Student engagement data with learning material is recorded on an ongoing basis to reflect student learning habits, processes, and strategies. The features include the frequency of students’ exposure to learning resources (25), lectures viewed (6), videos watched (8) and video solutions reviewed (1), the number of unique days students viewed the resources (3), and the number of resources downloaded by the students (3). In addition to the commonly applied data on engagement with learning management systems, [35,43,76] collected data on programming behaviours from students in the Technology discipline, such as the number of logical lines, number of test cases, and number of commands students generated during programming exercises.
In terms of assessment participation factors, the following features were considered: the number of completed assignment task (16), quiz (8), extracurricular quiz (2) and mock exam (2), the number of times students attempt to complete the assessments (8), the frequency with which students view their grades (2).
Another set of important features is considered as students’ interactive activities with their peers and instructors. Those analysed features are number of visits (17) by students to the discussion/forum and participation in posts or comments (21), times of involvement in collaboration with their peers (3), the times that students interacted with instructors through consultation time (4), and email (2).

3.3.7. Course Design

Course design is another factor that was examined in retention studies, although there are only six studies (see Table 3) covering this factor among the 59 key publications in this systematic review. The listed features (Table 10) cover the information about pedagogical materials, for example, how many content pieces have been introduced to student for certain subject (1) and how many assessments have been presented to students (3). The course outcome is composed of students’ online activity and performance, the features include assignment submission rate (1) and course pass rate (1). Features that measure student LMS usage at course level are taken into consideration. For example, total/average number of clickstream records for all students (1) and average student online activity days (2).

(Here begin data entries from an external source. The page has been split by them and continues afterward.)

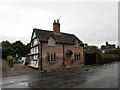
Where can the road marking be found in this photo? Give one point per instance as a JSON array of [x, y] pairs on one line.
[[23, 84]]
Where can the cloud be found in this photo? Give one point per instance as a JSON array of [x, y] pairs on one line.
[[92, 22]]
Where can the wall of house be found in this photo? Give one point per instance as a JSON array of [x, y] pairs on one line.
[[76, 50], [58, 49]]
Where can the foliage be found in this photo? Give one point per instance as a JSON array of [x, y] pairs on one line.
[[9, 58], [93, 49], [107, 58], [113, 52], [16, 61], [14, 48]]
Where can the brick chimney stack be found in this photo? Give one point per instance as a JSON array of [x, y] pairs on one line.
[[56, 27]]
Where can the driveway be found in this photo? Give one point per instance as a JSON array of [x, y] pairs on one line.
[[104, 76]]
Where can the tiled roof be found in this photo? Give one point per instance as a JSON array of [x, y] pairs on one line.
[[44, 35]]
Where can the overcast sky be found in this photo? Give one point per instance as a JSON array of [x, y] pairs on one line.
[[92, 21]]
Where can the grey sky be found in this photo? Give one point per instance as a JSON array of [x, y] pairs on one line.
[[92, 22]]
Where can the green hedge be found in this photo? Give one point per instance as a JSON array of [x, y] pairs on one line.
[[107, 58], [16, 61]]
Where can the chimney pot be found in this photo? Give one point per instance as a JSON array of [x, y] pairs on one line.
[[56, 27]]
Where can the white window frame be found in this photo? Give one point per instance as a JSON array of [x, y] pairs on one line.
[[51, 57]]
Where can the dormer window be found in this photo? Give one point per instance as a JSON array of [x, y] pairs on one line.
[[77, 44], [51, 41]]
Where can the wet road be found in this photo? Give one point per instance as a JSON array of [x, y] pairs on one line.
[[96, 77]]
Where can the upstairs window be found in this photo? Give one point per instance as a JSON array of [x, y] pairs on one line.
[[77, 44], [77, 56], [51, 57], [51, 42]]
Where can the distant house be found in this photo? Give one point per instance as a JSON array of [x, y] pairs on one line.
[[53, 49], [108, 47]]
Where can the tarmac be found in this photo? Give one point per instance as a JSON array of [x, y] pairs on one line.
[[15, 70]]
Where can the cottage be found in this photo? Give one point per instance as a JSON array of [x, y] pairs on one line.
[[54, 49], [108, 47]]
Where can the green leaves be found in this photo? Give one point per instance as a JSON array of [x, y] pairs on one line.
[[93, 49], [11, 49]]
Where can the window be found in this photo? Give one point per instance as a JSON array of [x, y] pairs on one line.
[[51, 42], [77, 44], [51, 57], [77, 56], [35, 42]]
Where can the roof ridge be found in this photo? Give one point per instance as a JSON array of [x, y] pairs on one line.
[[42, 30]]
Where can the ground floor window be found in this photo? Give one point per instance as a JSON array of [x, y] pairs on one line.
[[51, 57], [77, 56]]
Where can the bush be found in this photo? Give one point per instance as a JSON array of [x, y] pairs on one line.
[[16, 61], [107, 58]]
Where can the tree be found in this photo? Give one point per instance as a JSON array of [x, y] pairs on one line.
[[7, 49], [113, 52], [93, 49], [19, 48]]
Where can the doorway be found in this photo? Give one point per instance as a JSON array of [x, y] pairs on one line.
[[68, 58]]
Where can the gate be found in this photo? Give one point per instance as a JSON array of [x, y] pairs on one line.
[[91, 58]]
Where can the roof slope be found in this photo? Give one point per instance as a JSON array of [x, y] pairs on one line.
[[44, 35]]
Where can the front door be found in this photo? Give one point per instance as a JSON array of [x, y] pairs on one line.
[[68, 61], [68, 58]]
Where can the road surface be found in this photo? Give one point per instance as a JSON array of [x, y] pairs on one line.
[[104, 76]]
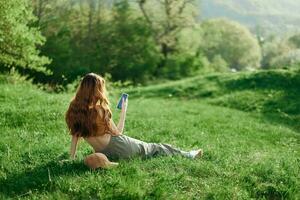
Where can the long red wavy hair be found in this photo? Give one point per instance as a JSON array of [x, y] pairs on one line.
[[89, 113]]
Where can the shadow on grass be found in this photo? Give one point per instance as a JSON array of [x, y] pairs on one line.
[[40, 178]]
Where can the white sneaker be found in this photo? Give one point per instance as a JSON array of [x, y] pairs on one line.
[[196, 153]]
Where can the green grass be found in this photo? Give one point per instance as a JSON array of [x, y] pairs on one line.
[[247, 155]]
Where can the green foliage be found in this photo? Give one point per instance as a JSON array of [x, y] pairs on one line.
[[231, 42], [273, 94], [127, 49], [295, 40], [245, 155], [281, 52], [18, 39]]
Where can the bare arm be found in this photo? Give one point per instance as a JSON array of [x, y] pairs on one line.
[[74, 142], [121, 123]]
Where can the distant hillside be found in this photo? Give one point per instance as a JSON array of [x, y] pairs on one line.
[[271, 15]]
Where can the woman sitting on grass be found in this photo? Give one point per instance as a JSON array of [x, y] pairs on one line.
[[90, 117]]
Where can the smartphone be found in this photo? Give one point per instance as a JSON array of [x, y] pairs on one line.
[[125, 96]]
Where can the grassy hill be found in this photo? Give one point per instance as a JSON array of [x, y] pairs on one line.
[[248, 154], [272, 15]]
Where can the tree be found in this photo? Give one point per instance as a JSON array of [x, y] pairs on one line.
[[167, 18], [232, 41], [126, 48], [18, 40]]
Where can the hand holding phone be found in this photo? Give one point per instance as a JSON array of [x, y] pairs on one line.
[[122, 101]]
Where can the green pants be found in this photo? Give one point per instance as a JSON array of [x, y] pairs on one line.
[[123, 147]]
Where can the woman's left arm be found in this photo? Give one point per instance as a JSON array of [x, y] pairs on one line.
[[73, 146]]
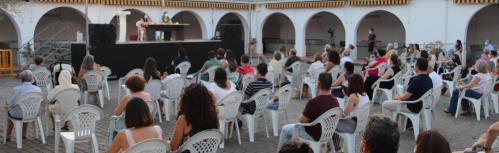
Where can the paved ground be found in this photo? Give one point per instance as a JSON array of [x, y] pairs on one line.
[[459, 132]]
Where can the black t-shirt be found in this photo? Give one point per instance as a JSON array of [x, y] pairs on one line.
[[418, 86]]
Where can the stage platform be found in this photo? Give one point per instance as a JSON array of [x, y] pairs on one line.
[[123, 57]]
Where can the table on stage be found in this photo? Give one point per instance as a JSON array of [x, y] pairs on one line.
[[169, 30]]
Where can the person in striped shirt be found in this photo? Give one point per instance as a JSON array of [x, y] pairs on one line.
[[253, 87]]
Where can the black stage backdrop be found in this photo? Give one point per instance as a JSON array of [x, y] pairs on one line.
[[122, 58]]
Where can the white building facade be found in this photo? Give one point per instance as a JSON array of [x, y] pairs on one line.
[[302, 25]]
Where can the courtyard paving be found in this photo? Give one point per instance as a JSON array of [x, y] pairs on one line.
[[460, 132]]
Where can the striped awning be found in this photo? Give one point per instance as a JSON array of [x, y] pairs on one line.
[[475, 1], [377, 2], [320, 4], [69, 1]]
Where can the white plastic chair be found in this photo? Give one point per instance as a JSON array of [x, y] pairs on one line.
[[153, 87], [66, 101], [328, 121], [229, 112], [311, 80], [362, 115], [121, 81], [261, 98], [477, 103], [206, 141], [43, 79], [284, 94], [30, 104], [388, 93], [106, 72], [183, 68], [413, 117], [93, 82], [83, 120], [456, 74], [149, 146], [173, 91], [428, 113]]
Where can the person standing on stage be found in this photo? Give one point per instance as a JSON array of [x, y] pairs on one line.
[[141, 27], [371, 40]]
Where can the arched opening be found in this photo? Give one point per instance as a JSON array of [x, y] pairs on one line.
[[387, 27], [59, 25], [131, 20], [324, 28], [194, 30], [231, 29], [483, 25], [9, 33], [277, 31]]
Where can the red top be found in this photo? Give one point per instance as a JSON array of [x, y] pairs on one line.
[[314, 108], [378, 60], [245, 69]]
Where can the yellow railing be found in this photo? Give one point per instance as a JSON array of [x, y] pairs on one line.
[[6, 62]]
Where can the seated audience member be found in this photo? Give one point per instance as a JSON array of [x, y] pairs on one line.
[[151, 70], [220, 54], [197, 112], [314, 108], [221, 86], [431, 142], [208, 64], [295, 146], [333, 61], [372, 75], [253, 87], [245, 68], [356, 99], [292, 59], [275, 60], [345, 58], [477, 86], [390, 73], [14, 111], [418, 86], [349, 68], [65, 82], [136, 86], [139, 127], [381, 135], [37, 65], [182, 57], [87, 65]]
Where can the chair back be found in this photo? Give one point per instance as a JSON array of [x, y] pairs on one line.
[[328, 121], [67, 99], [149, 146], [247, 78], [174, 88], [362, 114], [437, 91], [211, 73], [93, 81], [183, 68], [284, 94], [261, 98], [42, 78], [153, 87], [231, 104], [83, 120], [206, 141], [30, 105]]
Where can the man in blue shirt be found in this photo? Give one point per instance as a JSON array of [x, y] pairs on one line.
[[418, 86], [15, 111]]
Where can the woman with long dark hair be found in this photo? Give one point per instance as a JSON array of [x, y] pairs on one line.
[[197, 113]]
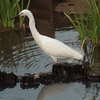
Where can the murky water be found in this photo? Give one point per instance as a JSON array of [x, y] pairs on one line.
[[20, 54]]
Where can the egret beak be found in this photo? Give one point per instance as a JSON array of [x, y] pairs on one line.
[[14, 17]]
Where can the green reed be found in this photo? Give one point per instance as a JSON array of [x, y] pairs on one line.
[[8, 9], [88, 24]]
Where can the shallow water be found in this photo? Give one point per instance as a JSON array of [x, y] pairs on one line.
[[20, 54]]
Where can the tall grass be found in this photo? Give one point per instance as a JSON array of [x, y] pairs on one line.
[[8, 9], [88, 24]]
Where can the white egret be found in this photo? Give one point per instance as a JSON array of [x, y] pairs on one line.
[[52, 47]]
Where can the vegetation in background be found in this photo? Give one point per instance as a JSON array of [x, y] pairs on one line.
[[8, 9], [88, 24]]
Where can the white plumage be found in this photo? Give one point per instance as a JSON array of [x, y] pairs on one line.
[[54, 48]]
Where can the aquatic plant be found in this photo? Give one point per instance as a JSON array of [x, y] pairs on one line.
[[9, 8], [88, 24]]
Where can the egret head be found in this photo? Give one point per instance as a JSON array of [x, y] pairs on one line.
[[24, 12]]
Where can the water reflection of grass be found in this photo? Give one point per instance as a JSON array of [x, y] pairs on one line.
[[88, 24], [13, 49]]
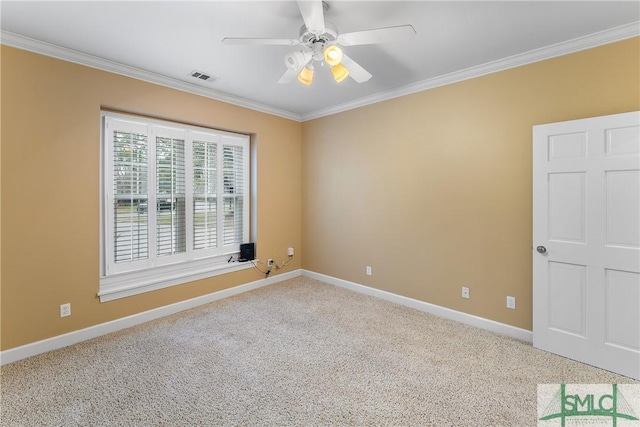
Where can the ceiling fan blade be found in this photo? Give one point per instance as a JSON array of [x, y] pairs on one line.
[[356, 71], [250, 41], [381, 35], [312, 12]]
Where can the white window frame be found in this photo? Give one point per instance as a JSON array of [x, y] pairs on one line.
[[119, 280]]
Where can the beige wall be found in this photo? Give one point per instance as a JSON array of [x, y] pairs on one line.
[[50, 190], [433, 190]]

4. Findings and Discussion

In this section, the reviewed articles will be further analysed. The answers to the Research Questions in Section 1.1.1 are provided and discussed here structured according to each of the retention factors, followed by recommendations for future learning analytics research for improving STEM retention.

4.1. Retention Factors and Quantified Features Explored by LA in STEM Education

Seven factors employed in LA studies were summarised to be associated with student retention in STEM disciplines, answering RQ 1: What factors have been identified that impact retention in STEM education? To address RQ 2: In STEM retention studies, how are factors quantified and measured in learning analytics practice?, each factor has been examined and corresponding measurable features have been identified. A summary of factors and features that have been identified as having a significant impact on retention are presented in Table 11.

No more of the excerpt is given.